I applied and was accepted at Southern College of Optometry in Memphis, Tennessee, in 1947 after finishing the required pre-optometry courses. Before long I met a smart and beautiful University of Tennessee School of Nursing senior student from East Tennessee named Velma Jordan. We got married in 1948 after she graduated.  I graduated in 1950 with the Doctor of Optometry degree.

           

After the Korean War started, I received a form letter from the Air Force Personnel Center at Denver, Colo., asking me to be re-commissioned for active duty and fly again. I didn’t but it caused me to consider joining the Air Force Reserve once I was settled in my optometric practice, which I did.

 

I was assigned in the early 1970s to be a liaison officer to the Air Force Academy in Colorado Springs, Colorado. At around the same time, my fellow cadet at Independence Army Air Field, Kansas – Fred Olivi of the 1945 Nagasaki atomic bomb mission – was also assigned and we reconnected with each other. We had corresponded after the war.

 

I continued my Air Force Reserve duties with the Air Force Academy, retiring after 30 years active and reserve duty in 1984 as a colonel (O-6).

 

Over the years, in looking back at the history and results of World War II pilot training, I came to realize more fully how difficult, dangerous and challenging it was.

 

In some 1993 correspondence with M/Sgt.

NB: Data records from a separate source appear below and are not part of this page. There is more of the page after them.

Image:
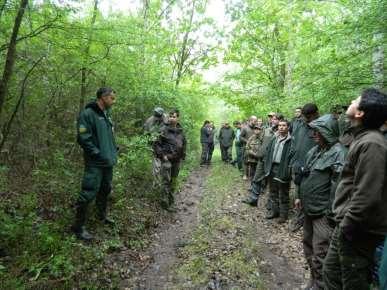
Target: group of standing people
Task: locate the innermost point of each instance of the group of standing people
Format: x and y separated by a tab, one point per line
95	134
337	165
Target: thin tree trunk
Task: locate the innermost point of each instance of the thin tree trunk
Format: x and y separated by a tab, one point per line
7	126
2	7
84	69
184	53
10	58
378	61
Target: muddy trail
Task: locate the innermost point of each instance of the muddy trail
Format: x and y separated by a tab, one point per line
213	241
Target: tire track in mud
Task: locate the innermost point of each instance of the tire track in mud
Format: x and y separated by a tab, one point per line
159	273
279	259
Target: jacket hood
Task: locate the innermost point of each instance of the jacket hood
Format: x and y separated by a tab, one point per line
328	127
94	106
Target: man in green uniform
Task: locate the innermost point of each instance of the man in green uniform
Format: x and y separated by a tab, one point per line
246	133
319	175
95	135
170	148
226	138
300	145
360	201
278	172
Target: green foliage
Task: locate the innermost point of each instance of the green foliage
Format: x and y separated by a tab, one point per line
292	52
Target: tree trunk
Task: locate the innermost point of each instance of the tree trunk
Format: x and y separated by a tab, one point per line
184	52
7	127
378	61
2	7
10	58
86	55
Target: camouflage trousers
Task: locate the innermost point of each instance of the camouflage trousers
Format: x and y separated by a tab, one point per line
316	237
226	153
348	264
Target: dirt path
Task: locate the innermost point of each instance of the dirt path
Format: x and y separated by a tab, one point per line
163	252
214	241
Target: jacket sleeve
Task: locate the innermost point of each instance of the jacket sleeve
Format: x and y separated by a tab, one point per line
85	135
158	147
370	170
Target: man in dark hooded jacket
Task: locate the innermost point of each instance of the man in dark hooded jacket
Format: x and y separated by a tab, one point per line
226	138
95	136
319	175
170	147
205	140
360	200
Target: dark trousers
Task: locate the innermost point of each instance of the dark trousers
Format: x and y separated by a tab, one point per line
348	264
205	153
225	152
169	173
250	169
279	194
211	148
316	237
96	183
239	157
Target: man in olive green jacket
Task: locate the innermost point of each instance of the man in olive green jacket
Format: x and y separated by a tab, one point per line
323	165
278	172
95	136
361	197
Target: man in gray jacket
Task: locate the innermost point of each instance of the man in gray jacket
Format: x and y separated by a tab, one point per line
361	197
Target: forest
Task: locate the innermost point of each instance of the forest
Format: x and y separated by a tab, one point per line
262	56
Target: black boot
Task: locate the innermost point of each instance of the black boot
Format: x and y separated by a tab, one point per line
272	214
79	225
102	216
101	203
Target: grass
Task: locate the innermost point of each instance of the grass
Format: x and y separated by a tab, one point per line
37	249
223	243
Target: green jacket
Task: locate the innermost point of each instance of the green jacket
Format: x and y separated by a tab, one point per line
95	135
300	145
226	136
284	173
260	170
322	169
361	196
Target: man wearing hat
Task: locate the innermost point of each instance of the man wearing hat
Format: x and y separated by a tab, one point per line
152	127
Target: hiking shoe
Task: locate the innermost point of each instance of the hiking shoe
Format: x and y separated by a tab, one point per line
250	202
271	215
296	223
82	234
281	220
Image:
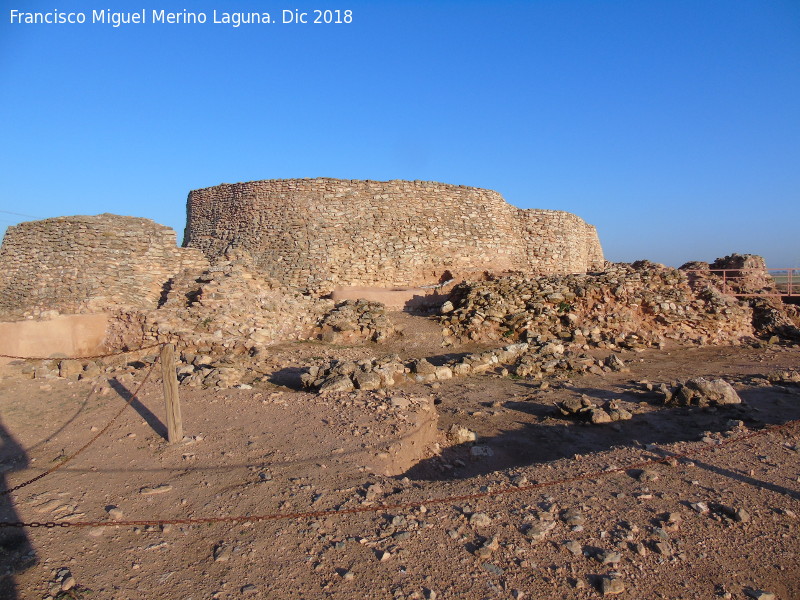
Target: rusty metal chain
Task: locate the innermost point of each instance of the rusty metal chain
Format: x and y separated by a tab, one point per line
115	353
69	458
405	505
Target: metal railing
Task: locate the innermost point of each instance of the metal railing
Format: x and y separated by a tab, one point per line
744	283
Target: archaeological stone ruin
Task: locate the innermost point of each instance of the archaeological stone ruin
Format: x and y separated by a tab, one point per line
323	232
265	262
307	234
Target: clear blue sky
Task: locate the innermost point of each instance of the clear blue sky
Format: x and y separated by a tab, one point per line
673	126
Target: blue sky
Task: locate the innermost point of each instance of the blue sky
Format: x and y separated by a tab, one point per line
673	126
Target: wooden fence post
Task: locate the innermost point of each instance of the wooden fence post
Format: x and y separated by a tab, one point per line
173	403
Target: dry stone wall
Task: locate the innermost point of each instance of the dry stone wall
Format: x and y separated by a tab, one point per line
318	233
89	263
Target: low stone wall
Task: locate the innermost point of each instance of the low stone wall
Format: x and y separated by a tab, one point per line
66	336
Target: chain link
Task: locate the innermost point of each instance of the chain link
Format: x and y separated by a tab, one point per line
69	458
406	505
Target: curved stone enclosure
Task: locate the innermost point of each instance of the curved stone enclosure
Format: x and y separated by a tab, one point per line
320	233
89	263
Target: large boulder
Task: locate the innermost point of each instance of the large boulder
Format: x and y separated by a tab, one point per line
704	392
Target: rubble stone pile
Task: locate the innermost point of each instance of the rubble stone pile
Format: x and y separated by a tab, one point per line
356	319
229	307
628	306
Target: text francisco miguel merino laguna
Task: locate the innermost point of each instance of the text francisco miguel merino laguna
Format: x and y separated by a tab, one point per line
233	19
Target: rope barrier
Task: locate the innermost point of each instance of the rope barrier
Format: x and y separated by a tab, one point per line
404	505
69	458
115	353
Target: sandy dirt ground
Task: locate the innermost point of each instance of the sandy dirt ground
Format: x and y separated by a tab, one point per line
496	522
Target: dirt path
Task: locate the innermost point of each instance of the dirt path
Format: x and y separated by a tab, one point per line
271	449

Dave Manard, USAF Retired, from the Air Force Museum at Wright-Patterson Air Force Base, Ohio, he wrote, “The successful completion of pilot training was not an easy task. During the period of January 1, 1941, to August 31, 1945, there were 191,654 cadets who were awarded pilot wings. However, there were also 132,993 who ‘washed out’ or were killed during training, a loss rate of approximately 40 percent.”

 

Velma and I had two wonderful children – Cathy Morris, born in 1956 – and John Shearer, born in 1959. My wife and I had a happy 64 years together before she died in 2012. We were blessed with three grandchildren and seven great-grandchildren.

 

Most of the former aviation cadets I’ve kept up with over the years went on to lead good and productive lives after the war. In my Cordele High School Class of 1942 and with two good friends from the Class of 1941, for example, one who had been a valedictorian became a PhD rocket scientist at Redstone Arsenal in Huntsville, Ala. Three others became doctors and two became lawyers.

 

One, Mac Hyman, wrote the well-known book, “No Time for Sergeants,” which was later made into a movie and helped propel Andy Griffith’s acting career.

 

One other high school friend from Cordele who went through pilot training sadly died of an apparent suicide shortly after the war from domestic problems. Two of these seven were navigators and five were pilots; all from a high school class of 70 students.

 

Sadly, two members of our Class of 1942 died in combat in the South Pacific islands fighting.

 

These brief statistics seem to point out that we were the “pick of the litter.” Since it has been 75 years after the war ended as I write this in 2020, most of us are gone now. But we were present when needed by our country and proudly served!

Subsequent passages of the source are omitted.